Residents of Port Moresby informal settlement fear eviction for new road

Clifford Faiparik
Port Moresby, Papua New Guinea
Residents of Port Moresby informal settlement fear eviction for new road People walk at the ATS settlement, which will have a road built through it next year, causing evictions, in Papua New Guinea’s capital Port Moresby on Nov. 29, 2022.
Clifford Faiparik/BenarNews.

Residents of one of the largest informal settlements in Papua New Guinea’s capital fear eviction and homelessness next year when a major road will be built through their community.

Port Moresby and its surrounding area, which is designated as the National Capital District, has experienced an increase in mass evictions over several years as property developers and infrastructure projects push into communities established decades ago by migrants who lack legal title.

“We are worried for our future,” said William Kunia, a Labour Department official who is one of the 20,000 people who call the settlement home. “We have families and properties here. We built houses and shops. Our families have been living here for 30 years now.”

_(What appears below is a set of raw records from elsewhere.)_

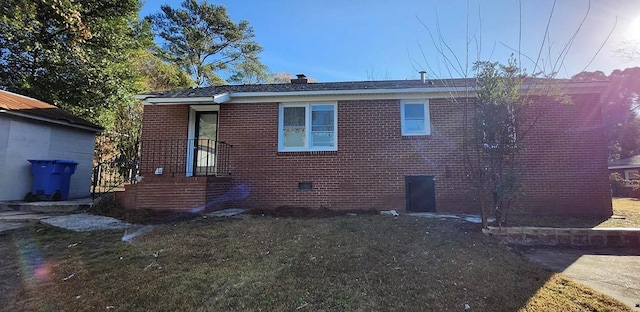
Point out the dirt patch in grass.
[0,215,629,311]
[246,206,380,219]
[500,197,640,228]
[89,193,200,224]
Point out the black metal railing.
[140,139,233,177]
[91,159,138,198]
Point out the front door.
[193,112,218,175]
[404,176,436,212]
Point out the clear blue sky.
[140,0,640,82]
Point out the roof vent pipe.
[291,74,308,84]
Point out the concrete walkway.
[0,197,93,233]
[523,247,640,311]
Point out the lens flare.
[14,234,52,282]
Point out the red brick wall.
[218,100,475,211]
[140,105,189,176]
[127,95,611,214]
[520,94,612,215]
[116,175,208,211]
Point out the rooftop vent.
[291,74,308,84]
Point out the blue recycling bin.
[26,159,78,201]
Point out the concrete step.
[0,197,93,213]
[0,211,61,222]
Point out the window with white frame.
[400,100,431,136]
[278,103,338,152]
[624,169,640,186]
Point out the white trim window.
[624,169,640,186]
[278,103,338,152]
[400,100,431,136]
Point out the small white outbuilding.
[0,90,103,201]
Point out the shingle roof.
[0,90,103,132]
[609,155,640,169]
[144,78,593,98]
[141,79,474,98]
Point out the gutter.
[135,82,608,104]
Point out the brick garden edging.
[482,226,640,247]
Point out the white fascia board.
[0,110,103,133]
[228,88,475,103]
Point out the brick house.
[117,75,612,215]
[609,155,640,198]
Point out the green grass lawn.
[0,215,630,311]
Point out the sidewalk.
[0,197,93,233]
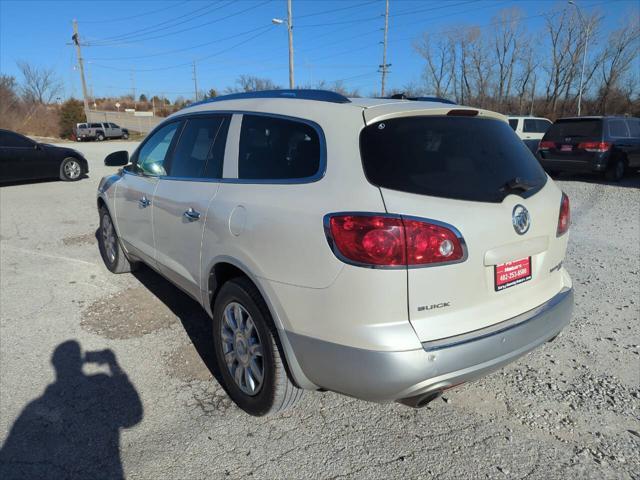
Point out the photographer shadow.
[0,340,143,480]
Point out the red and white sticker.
[495,257,531,292]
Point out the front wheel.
[98,206,137,273]
[60,157,83,182]
[213,277,303,416]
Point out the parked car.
[0,129,89,183]
[76,122,129,142]
[509,117,551,154]
[537,117,640,181]
[97,90,573,415]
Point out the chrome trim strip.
[422,288,571,352]
[322,211,469,270]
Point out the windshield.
[360,116,547,202]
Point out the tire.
[60,157,84,182]
[213,277,303,416]
[604,158,625,182]
[98,206,138,273]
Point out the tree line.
[406,7,640,119]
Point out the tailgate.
[382,182,567,342]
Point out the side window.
[609,119,629,138]
[0,132,35,148]
[536,120,551,133]
[136,122,180,176]
[522,118,538,133]
[238,115,320,180]
[169,116,229,179]
[627,118,640,139]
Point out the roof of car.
[171,90,505,123]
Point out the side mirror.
[104,150,129,167]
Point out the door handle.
[182,207,200,220]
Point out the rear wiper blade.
[500,177,537,193]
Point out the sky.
[0,0,640,99]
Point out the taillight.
[578,142,611,153]
[556,192,571,237]
[327,214,465,267]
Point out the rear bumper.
[287,288,573,402]
[537,152,609,173]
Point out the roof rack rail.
[389,93,457,105]
[189,89,351,107]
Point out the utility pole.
[569,0,590,116]
[287,0,295,89]
[71,19,89,121]
[193,60,198,102]
[380,0,391,98]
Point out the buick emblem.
[511,204,531,235]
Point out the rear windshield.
[544,118,602,142]
[360,116,547,202]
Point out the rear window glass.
[544,119,602,142]
[360,116,547,202]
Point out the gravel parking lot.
[0,141,640,480]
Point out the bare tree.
[414,33,454,97]
[18,62,62,105]
[226,75,282,93]
[598,16,640,113]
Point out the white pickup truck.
[76,122,129,142]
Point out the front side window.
[169,116,229,179]
[238,115,321,180]
[609,120,629,137]
[136,122,180,176]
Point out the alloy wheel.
[220,302,264,396]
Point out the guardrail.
[87,110,164,133]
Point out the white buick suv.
[97,90,573,415]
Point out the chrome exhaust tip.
[398,390,442,408]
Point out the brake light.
[327,214,464,267]
[578,142,611,153]
[556,192,571,237]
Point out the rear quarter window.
[238,114,321,180]
[360,116,546,202]
[544,118,602,142]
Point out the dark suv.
[537,117,640,181]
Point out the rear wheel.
[604,158,625,182]
[213,277,303,416]
[98,206,138,273]
[60,157,83,182]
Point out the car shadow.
[0,340,144,480]
[0,173,90,188]
[133,264,224,388]
[553,170,640,188]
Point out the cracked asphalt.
[0,142,640,480]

National Capital District Gov. Powes Parkop told BenarNews on Tuesday that the road through the settlement would start next year, but also said not many people would be evicted. About 2,000 people live in the surveyed path of the proposed road.

The settlement is known as ATS, short for Air Transport Squadron, because it’s next to an Air Force Base. Some 5,000 people were evicted from a nearby settlement last year and there were also substantial evictions from settlements in other parts of the city.

“They were left at their own mercy to relocate with their families elsewhere at their own arrangement and expense,” said Kunia. “We have seen how these settlers were displaced. Despite taking their pleas to the courts, they always fail. The courts always rule in the developer’s favor.”

The ATS settlement of dirt roads and flimsy buildings is a melting pot of Papua New Guinea’s ethnic groups with hundreds of languages spoken. Its inhabitants are business owners or work for government departments and private employers. Some of its people settled there after being evicted from other areas or had originally moved to Port Moresby to escape tribal violence in other parts of Papua New Guinea.

People stand in the remains of the Morata settlement, which was demolished in October for a housing project, in Papua New Guinea’s capital Port Moresby on Nov. 29, 2022. [Clifford Faiparik/BenarNews]

Winn Kandamain, from Kamas village in the country’s northern highlands, said he settled in ATS 20 years ago and established a tire repair shop along the main road at the settlement’s entrance after paying landowners about 10,000 kina (about U.S.$3,100 at the time) for a small allotment.

“The road project will affect my business and [it] will shut down because we operate along the road. I will have to relocate my business elsewhere,” he said.

Kunia, who migrated from the southland highlands, said he accepts the road construction will proceed, but wants sufficient warning, a place to relocate to for his family of five children and nine grandchildren and compensation for lost homes and businesses.

We came from all over PNG and settled here. We made this settlement to be our home. We have people from all walks of life here,” he said. “We have spent thousands of kina to settle here. We have struggled to build houses and our shops from nothing.” 

Luna Luna, who fled his northern highlands village thirty years ago, said he is afraid the new road will result in another eviction for him and his family. 

“We left my village to escape tribal fights. And we can’t return to our original home because our tribal enemies had conquered our land,” he said. “I’m now living with anxiety as it will be my third time to be evicted.”